Initially, Lewellen did not receive the promised check from National. After contacting National multiple times, Lewellen eventually received a check for $3,287.30, which covered only nine months of her car payments. Lewellen’s vehicle was eventually repossessed due to her inability to make her payment in full.
Lewellen sued Chad Franklin, National’s owner, and National for common-law fraudulent misrepresentation and unlawful merchandising practice under the Missouri Merchandising Practice Act (MMPA), RSMo § 407.010, et seq. A jury awarded Lewellen $25,000 in actual damages for her fraudulent misrepresentation claim and $25,000 in actual damages for her MMPA claim. The jury also awarded punitive damages of $1 million for each claim. Because the harm suffered by fraudulent misrepresentation was identical to that caused by the MMPA violation, Lewellen had to elect under what theory to recover against each defendant. Lewellen elected to recover actual and punitive damages for fraudulent misrepresentation against Franklin and actual and punitive damages for the MMPA violation against National.

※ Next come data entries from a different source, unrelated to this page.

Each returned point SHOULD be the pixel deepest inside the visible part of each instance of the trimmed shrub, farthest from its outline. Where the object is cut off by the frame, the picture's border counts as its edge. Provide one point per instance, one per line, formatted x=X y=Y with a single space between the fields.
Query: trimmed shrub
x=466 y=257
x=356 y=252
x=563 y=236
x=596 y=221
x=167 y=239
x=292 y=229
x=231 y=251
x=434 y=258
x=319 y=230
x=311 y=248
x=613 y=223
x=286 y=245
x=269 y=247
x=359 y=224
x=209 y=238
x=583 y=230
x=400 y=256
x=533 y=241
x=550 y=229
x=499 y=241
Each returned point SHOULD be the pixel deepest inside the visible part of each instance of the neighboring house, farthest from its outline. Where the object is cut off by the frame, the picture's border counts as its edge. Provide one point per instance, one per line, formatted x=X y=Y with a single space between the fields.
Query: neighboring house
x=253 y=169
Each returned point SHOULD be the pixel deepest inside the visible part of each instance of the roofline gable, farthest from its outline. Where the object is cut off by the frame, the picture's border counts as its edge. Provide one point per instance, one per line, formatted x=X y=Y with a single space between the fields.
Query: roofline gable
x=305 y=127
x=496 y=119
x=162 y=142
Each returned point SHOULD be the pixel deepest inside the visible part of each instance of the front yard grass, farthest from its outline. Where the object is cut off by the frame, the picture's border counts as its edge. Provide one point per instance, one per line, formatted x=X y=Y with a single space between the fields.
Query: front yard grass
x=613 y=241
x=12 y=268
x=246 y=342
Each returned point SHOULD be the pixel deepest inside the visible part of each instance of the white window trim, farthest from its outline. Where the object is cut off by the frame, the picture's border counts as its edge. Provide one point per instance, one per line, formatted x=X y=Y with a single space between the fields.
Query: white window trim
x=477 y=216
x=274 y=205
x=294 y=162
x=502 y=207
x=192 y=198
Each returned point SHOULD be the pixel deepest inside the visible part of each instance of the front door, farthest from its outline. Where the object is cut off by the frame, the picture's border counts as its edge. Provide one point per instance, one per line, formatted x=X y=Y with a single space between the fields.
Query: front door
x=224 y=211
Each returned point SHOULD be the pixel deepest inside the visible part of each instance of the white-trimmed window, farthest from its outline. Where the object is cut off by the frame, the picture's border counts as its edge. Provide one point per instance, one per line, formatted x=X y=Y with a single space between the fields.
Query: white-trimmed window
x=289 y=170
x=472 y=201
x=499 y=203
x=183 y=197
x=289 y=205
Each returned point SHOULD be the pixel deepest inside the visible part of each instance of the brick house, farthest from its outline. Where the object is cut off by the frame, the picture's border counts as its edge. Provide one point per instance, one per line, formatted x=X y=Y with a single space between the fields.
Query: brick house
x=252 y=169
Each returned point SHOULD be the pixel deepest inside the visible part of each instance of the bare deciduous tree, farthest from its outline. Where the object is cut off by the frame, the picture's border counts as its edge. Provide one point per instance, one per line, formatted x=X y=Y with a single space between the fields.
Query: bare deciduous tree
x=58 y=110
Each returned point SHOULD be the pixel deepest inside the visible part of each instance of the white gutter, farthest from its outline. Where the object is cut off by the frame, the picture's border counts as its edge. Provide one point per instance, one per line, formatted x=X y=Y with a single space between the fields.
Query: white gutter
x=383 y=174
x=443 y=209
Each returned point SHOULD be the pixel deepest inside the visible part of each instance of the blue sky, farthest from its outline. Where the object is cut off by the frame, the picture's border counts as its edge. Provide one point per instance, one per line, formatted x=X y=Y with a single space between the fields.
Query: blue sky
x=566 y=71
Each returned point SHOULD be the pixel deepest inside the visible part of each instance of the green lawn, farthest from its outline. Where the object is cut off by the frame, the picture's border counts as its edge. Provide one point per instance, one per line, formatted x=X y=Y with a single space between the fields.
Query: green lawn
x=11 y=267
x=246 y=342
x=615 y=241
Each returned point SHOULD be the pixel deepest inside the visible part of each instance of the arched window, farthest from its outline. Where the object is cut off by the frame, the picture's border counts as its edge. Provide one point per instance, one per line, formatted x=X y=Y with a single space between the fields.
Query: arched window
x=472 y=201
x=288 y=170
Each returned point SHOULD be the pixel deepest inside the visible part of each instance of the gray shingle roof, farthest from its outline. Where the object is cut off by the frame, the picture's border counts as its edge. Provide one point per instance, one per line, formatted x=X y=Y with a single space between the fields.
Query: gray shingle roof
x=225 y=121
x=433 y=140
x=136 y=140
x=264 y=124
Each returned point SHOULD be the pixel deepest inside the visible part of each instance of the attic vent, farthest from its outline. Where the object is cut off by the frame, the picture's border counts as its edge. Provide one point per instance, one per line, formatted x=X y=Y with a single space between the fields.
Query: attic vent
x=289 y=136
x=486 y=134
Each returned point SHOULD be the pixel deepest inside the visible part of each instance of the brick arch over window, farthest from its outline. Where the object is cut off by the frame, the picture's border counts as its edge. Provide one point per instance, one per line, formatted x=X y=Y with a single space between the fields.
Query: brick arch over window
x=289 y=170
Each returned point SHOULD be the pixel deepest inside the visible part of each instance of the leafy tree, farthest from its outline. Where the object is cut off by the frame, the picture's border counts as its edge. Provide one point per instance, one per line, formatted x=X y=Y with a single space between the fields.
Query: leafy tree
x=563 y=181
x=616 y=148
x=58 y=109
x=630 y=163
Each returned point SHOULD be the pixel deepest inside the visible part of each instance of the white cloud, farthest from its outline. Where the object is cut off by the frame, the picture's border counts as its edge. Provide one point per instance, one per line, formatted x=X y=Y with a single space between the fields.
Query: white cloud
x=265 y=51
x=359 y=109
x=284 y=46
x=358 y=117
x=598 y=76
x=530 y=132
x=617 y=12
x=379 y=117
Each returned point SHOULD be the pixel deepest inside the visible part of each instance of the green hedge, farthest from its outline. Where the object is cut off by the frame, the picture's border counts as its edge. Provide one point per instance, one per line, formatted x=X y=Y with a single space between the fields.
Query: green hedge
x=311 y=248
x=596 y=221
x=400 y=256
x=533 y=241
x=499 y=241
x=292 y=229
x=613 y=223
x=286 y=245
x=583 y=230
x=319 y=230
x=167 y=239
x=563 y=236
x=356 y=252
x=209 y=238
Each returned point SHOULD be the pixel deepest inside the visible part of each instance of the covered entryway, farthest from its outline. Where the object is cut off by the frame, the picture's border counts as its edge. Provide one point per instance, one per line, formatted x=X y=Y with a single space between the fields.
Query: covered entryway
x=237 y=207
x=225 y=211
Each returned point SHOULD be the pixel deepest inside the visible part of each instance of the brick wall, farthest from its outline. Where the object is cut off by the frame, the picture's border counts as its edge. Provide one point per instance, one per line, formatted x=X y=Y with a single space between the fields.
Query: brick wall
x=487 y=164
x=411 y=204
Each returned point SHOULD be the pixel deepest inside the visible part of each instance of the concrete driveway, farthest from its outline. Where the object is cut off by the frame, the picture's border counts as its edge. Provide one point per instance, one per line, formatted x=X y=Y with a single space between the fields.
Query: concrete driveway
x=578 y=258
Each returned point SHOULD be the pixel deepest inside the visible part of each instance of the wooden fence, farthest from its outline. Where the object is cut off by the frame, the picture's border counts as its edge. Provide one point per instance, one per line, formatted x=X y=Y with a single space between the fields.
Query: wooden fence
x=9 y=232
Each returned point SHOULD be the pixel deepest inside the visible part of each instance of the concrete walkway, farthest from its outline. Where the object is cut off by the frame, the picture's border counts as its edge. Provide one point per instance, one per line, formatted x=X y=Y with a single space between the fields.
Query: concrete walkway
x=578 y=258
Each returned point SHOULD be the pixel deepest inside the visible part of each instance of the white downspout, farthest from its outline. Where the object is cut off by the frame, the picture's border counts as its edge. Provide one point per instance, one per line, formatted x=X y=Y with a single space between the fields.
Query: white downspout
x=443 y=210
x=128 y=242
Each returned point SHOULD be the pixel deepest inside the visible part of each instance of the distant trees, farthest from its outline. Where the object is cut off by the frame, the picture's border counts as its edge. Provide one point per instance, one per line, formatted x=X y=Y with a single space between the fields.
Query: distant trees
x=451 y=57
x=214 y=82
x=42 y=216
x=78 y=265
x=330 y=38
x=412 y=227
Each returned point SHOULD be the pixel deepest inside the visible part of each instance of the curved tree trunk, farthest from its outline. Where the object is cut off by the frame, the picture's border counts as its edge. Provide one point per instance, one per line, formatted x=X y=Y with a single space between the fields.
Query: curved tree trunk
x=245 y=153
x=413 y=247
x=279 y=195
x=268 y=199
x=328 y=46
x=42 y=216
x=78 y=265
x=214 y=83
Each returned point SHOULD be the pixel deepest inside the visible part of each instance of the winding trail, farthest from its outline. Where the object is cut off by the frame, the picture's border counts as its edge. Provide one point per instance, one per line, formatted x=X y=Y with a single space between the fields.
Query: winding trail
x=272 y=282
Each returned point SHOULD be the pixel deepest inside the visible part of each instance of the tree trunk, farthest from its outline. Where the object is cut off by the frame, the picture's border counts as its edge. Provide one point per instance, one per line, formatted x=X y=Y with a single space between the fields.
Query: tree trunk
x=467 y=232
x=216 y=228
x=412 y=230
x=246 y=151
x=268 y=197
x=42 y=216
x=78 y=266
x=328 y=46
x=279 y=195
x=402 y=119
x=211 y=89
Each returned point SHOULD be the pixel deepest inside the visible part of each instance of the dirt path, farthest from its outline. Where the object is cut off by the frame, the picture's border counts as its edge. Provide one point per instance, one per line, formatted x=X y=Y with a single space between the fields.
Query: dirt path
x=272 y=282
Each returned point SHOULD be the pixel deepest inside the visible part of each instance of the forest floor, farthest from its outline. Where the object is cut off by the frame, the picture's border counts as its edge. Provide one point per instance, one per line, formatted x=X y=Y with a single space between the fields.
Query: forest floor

The circuit court reduced the punitive damage awards against Franklin and National to $500,000 and $539,050 respectively, pursuant to RSMo § 510.265. Section 510.265 limits punitive damage awards to $500,000, or to five times the net amount of the judgment awarded. Lewellen appealed the reduction of the punitive damage award against Franklin, claiming Section 510.265 violated her right to a jury trial. Franklin and National cross-appealed, arguing that the circuit court abused its discretion by overruling their motion to further reduce the punitive damage awards as a violation of their due process rights.
Missouri High Court Overturns Reduction in Punitives
The Missouri Supreme Court overturned the circuit court’s reduction of punitive damages for the fraudulent misrepresentation claim. Relying on Watts v. Lester E. Cox Medical Centers, the court reasoned that since the Missouri Constitution provides that the right of a trial by jury “shall remain inviolate,” any change in the right to a jury determination of damages as it existed in 1820 is unconstitutional. Thus, the court held that “section 510.265’s cap on punitive damages awards is unconstitutional because the statute imposes a legislative limit on the jury’s assessment of punitive damages when such limits did not exist in 1820.”
As to the defendants’ due process argument, the court explained that its holding “does not imply that a right conferred by the Missouri Constitution overrides the United States Constitution and does not discharge courts from their duty to review a punitive damages award under the Due Process Clause.” The court used three factors to determine whether the punitive damage award conformed to due process: “(1) the reprehensibility of the defendant’s misconduct; (2) the disparity between the harm and the punitive damages award; and (3) the difference between the punitive damages award and penalties authorized or imposed in comparable cases.” The high court concluded that the punitive damage awards assessed against Franklin and National were “not grossly excessive considering their intentional and flagrant trickery and deceit employed to target a financially vulnerable person” like Lewellen.
Each State’s Approach Is Its Own
The Missouri Supreme Court’s analysis of the constitutionality of punitive damage caps as impeding on an individual’s right to trial by jury contrasts with that of several other jurisdictions. In fact, this case has caused some ABA Section of Litigation leaders to reflect on the role of punitive damages in conjunction with a right to trial by jury. “If . . . punitive damages are for the purpose of punishment and deterrence related to rights and property belonging to society as a whole, should not the elected legislatures of the states be empowered to decisively speak as to those rights and that property?” wonders Douglas L. McCoy, Mobile, AL, cochair of the ABA Section of Litigation’s Trial Practice Committee.
Regardless of how other jurisdictions view the issue, the Watts and Lewellen cases represent Missouri’s apparent movement towards invalidating damage caps applied to common-law claims that existed in 1820. “[That is] why we have 50 state courts and 50 state constitutions,” says Joseph P. Beckman, Minneapolis, MN, cochair of the Section’s Trial Practice Committee. Only time will tell if this trend continues in Missouri. For now, litigants should be aware of the potential for massive punitive damage awards in the jurisdiction.
Onika K. Williams is a contributing editor for Litigation News.